There are many opinions about the war and its success, but one thing is certain: it resulted in relative quiet in the theatre, which has strengthened further as a result of the civil war raging in Syria in which the Hezbollah organization sided alongside the Assad regime.
Looking to the Future
A decade has passed since the war and despite the quiet ever since, the IAF is still ready and primed for every scenario that may arise in the theatre, with the IDF training program focusing on the northern arena in the past two years. “The next war in Lebanon will not be similar to 2006 or Gaza”, says Maj. Omer, from the Campaign Planning Department. “This is a completely different story, in the prices that we may pay, in the intensity of combat and in the damage that we can deal to the Hezbollah”.
In the next campaign, the IAF will operate in a defensive and offensive manner. “Defensively, we will deal with many SAM (Surface Air Missiles) SSM (Surface Surface Missiles) and rockets barrages, sky defense against UAVs and even ground penetration of Israeli territory”, specifies Maj. Omer. “Attack-wise, the intelligence and operational abilities the IDF has today are much better than it had in 2006 and allow us to deal a comprehensive and significant blow to the enemy. Our acquaintance with the Hezbollah is much better today than in the past”.

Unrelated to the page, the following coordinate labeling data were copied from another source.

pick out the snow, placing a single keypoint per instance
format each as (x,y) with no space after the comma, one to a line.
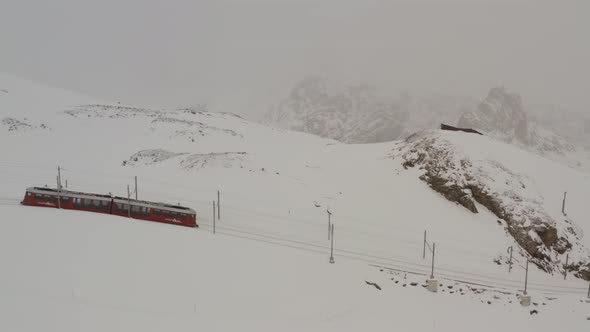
(266,268)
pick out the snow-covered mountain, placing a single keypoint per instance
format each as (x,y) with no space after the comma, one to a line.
(266,268)
(502,115)
(574,125)
(359,114)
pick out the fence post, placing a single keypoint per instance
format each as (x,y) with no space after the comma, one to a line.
(424,247)
(526,276)
(565,267)
(128,202)
(329,222)
(433,252)
(510,249)
(332,246)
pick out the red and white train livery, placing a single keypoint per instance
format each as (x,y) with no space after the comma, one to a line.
(120,206)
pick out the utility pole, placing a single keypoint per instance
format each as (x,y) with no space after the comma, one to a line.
(58,193)
(329,222)
(213,217)
(526,276)
(58,187)
(510,260)
(424,247)
(332,245)
(433,252)
(128,202)
(565,267)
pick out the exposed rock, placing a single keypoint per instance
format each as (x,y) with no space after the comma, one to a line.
(148,157)
(373,284)
(359,113)
(465,182)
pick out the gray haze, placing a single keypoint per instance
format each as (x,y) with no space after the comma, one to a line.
(243,55)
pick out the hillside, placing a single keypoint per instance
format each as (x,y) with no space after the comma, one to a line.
(266,268)
(361,114)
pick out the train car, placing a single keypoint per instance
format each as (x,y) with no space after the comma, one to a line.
(131,208)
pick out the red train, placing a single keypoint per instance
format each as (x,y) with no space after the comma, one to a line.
(120,206)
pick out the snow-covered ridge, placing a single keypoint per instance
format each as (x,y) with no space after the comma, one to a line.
(469,174)
(75,271)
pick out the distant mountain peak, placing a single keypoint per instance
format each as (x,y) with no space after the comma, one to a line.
(501,114)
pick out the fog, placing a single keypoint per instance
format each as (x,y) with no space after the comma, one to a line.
(244,55)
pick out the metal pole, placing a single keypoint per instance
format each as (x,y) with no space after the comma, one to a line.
(128,202)
(510,261)
(329,222)
(565,267)
(58,187)
(526,276)
(58,196)
(332,246)
(424,249)
(433,252)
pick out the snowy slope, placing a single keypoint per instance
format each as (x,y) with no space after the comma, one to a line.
(502,115)
(266,268)
(360,114)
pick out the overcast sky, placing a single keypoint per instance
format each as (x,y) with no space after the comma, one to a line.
(243,54)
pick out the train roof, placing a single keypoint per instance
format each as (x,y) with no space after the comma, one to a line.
(117,199)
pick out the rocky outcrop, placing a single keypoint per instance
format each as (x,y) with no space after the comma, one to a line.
(502,115)
(469,182)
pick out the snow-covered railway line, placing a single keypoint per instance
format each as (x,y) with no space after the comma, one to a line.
(392,263)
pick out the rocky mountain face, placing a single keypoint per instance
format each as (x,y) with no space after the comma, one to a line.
(470,175)
(502,115)
(358,114)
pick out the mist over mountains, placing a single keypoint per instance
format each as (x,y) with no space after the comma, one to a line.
(364,114)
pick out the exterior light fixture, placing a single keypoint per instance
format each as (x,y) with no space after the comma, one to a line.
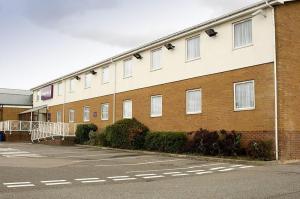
(137,55)
(211,32)
(169,46)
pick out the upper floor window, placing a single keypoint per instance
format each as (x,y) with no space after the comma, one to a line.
(105,74)
(60,89)
(127,68)
(156,106)
(86,114)
(193,101)
(244,96)
(242,33)
(87,80)
(127,109)
(72,85)
(156,59)
(193,48)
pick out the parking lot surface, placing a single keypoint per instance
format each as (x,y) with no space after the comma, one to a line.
(42,171)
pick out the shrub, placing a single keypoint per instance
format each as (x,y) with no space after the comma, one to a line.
(173,142)
(126,133)
(82,132)
(261,150)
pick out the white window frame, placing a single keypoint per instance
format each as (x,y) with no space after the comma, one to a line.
(105,81)
(102,105)
(186,48)
(124,61)
(71,111)
(124,114)
(234,96)
(86,85)
(187,102)
(151,103)
(59,113)
(84,111)
(151,59)
(71,89)
(233,33)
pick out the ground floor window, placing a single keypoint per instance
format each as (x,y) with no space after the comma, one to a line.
(244,95)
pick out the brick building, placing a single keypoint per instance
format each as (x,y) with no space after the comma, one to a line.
(240,71)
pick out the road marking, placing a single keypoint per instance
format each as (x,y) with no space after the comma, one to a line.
(82,179)
(150,177)
(178,168)
(217,168)
(123,179)
(141,175)
(224,170)
(181,174)
(142,163)
(204,172)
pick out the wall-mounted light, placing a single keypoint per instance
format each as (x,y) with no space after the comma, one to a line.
(93,72)
(169,46)
(211,32)
(138,55)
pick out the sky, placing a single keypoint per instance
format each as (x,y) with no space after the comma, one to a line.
(41,40)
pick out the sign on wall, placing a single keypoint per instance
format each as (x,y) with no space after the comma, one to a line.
(47,92)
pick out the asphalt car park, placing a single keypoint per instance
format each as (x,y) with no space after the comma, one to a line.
(35,169)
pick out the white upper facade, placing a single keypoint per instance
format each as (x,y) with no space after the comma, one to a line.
(195,55)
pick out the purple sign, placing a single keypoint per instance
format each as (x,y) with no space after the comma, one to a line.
(47,92)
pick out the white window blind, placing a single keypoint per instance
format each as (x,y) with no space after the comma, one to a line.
(86,114)
(105,75)
(87,80)
(58,116)
(127,68)
(72,85)
(193,48)
(193,101)
(71,115)
(127,109)
(244,95)
(243,34)
(104,111)
(156,106)
(156,59)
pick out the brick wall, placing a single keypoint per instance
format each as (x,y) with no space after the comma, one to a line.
(288,64)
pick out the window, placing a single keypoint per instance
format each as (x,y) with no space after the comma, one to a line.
(60,89)
(105,75)
(156,59)
(58,116)
(87,80)
(244,97)
(242,33)
(127,68)
(127,109)
(193,48)
(86,114)
(156,106)
(72,85)
(71,115)
(194,101)
(104,111)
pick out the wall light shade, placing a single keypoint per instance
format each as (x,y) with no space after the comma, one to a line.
(169,46)
(211,32)
(137,55)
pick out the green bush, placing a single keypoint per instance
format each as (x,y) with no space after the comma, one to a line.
(82,132)
(126,133)
(261,150)
(173,142)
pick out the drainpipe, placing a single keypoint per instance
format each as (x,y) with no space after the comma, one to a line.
(275,80)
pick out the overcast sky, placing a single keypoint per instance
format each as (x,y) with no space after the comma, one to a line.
(41,40)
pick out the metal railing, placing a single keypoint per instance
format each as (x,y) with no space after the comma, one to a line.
(38,129)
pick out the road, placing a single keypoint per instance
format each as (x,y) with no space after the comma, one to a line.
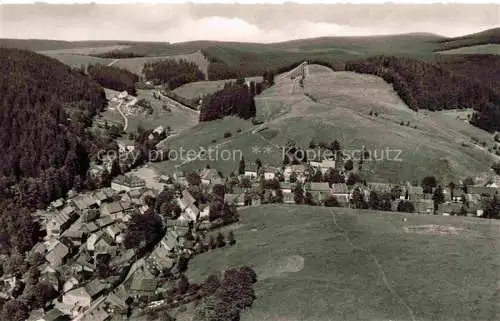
(178,104)
(125,126)
(113,62)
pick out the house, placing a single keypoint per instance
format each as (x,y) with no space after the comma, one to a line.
(157,131)
(251,171)
(298,170)
(70,284)
(484,191)
(415,192)
(110,209)
(90,214)
(288,198)
(61,221)
(424,206)
(78,298)
(235,199)
(269,172)
(57,204)
(95,288)
(54,315)
(82,202)
(317,187)
(204,212)
(127,183)
(380,188)
(449,208)
(125,146)
(75,236)
(57,255)
(143,283)
(209,176)
(192,211)
(286,187)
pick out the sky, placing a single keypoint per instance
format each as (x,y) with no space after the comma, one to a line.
(231,22)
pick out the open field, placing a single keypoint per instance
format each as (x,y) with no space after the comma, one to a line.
(178,119)
(84,50)
(323,264)
(440,144)
(79,60)
(136,65)
(493,49)
(202,88)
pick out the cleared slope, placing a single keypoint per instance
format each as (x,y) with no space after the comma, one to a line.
(340,109)
(319,264)
(493,49)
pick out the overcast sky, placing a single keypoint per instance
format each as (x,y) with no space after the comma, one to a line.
(233,22)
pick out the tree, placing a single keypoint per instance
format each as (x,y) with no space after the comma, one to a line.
(15,310)
(220,240)
(212,244)
(428,184)
(230,238)
(374,202)
(349,165)
(193,179)
(183,284)
(406,207)
(358,200)
(298,194)
(241,167)
(438,197)
(331,201)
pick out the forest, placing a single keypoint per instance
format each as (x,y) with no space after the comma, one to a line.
(44,151)
(113,78)
(440,84)
(172,73)
(235,99)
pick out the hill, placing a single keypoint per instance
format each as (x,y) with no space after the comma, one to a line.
(44,110)
(323,264)
(337,106)
(487,49)
(490,36)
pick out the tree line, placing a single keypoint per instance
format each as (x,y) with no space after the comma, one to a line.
(441,84)
(113,77)
(235,99)
(172,73)
(45,151)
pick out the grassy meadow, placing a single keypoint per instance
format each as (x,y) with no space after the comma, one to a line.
(323,264)
(337,106)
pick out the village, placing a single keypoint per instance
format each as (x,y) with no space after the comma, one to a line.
(86,229)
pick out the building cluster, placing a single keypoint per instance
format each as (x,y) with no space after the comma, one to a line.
(84,229)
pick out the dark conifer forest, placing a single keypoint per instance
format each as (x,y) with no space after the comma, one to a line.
(114,78)
(443,83)
(44,150)
(235,99)
(172,73)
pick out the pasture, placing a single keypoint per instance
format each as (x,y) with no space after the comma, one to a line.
(336,264)
(203,88)
(337,107)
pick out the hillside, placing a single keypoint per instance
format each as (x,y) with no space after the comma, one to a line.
(337,107)
(490,36)
(323,264)
(44,109)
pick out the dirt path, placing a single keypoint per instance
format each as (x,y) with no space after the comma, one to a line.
(125,126)
(113,62)
(379,266)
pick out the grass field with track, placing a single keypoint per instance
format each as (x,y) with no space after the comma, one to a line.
(323,264)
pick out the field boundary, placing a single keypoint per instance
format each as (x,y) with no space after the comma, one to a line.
(379,266)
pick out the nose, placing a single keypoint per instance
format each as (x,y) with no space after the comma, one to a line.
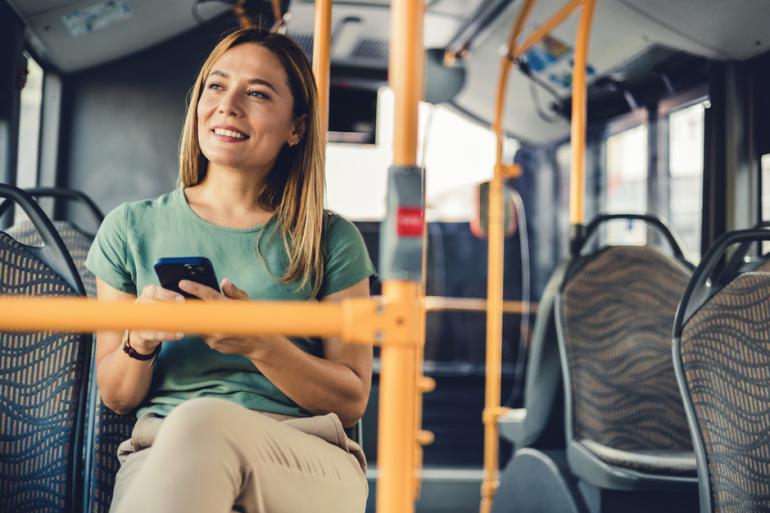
(229,104)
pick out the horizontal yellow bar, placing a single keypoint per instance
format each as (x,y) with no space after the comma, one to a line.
(460,304)
(364,320)
(540,32)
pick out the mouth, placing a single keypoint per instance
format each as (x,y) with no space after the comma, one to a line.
(229,134)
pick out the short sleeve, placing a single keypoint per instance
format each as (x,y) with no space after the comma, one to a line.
(108,257)
(347,259)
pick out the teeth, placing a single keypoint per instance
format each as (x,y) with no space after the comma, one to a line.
(229,133)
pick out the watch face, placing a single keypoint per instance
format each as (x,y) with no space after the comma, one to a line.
(133,353)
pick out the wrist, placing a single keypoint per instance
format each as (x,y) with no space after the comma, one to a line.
(140,345)
(263,347)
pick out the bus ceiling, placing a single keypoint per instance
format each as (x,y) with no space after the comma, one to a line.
(639,48)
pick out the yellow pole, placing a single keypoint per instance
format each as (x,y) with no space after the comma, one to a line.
(423,438)
(397,447)
(544,29)
(579,108)
(495,279)
(321,60)
(233,317)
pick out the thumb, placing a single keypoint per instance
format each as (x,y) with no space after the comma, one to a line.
(231,291)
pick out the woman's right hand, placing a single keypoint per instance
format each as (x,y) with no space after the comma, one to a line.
(146,341)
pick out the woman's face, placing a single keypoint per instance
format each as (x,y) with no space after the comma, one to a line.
(245,112)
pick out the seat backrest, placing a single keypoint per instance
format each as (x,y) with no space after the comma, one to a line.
(722,355)
(42,388)
(543,392)
(105,430)
(616,312)
(77,241)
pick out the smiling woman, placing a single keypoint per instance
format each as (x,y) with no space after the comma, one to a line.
(214,412)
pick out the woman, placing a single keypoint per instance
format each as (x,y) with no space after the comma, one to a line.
(229,423)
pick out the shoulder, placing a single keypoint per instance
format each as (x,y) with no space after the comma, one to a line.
(337,229)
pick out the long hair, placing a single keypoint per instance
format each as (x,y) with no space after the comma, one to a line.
(294,188)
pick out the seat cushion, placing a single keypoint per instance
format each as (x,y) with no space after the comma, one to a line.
(679,463)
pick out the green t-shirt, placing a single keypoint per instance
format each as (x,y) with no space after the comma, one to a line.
(134,235)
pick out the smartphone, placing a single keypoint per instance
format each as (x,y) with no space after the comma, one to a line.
(171,271)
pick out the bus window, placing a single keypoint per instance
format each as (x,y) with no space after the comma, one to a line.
(765,163)
(29,125)
(685,164)
(626,184)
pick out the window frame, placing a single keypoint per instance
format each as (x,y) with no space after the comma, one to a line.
(666,107)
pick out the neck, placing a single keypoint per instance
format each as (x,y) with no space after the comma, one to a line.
(229,191)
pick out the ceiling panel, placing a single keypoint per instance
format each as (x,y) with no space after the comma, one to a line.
(150,23)
(736,29)
(621,31)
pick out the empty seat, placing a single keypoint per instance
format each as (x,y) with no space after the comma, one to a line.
(104,429)
(43,379)
(722,358)
(626,424)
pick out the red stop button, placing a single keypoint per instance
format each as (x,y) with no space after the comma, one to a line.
(410,221)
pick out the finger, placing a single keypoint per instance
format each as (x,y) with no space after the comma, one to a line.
(158,293)
(167,336)
(199,290)
(232,291)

In addition to the broad acquaintance with the organization and the intelligence that create a clear advantage for the IAF, technological development adds to the capacity of the IDF’s strength. For instance, the advancement of the Aerial Defense Division, which includes the “Iron Dome” System, which didn’t exist then, was initiated as a response to one of the main challenges of the war – the rockets fired at civilians. “The active defense systems are very relevant to the next war and the power buildup in the active defense field is taking great steps to maintain readiness”, shared Maj. Omer.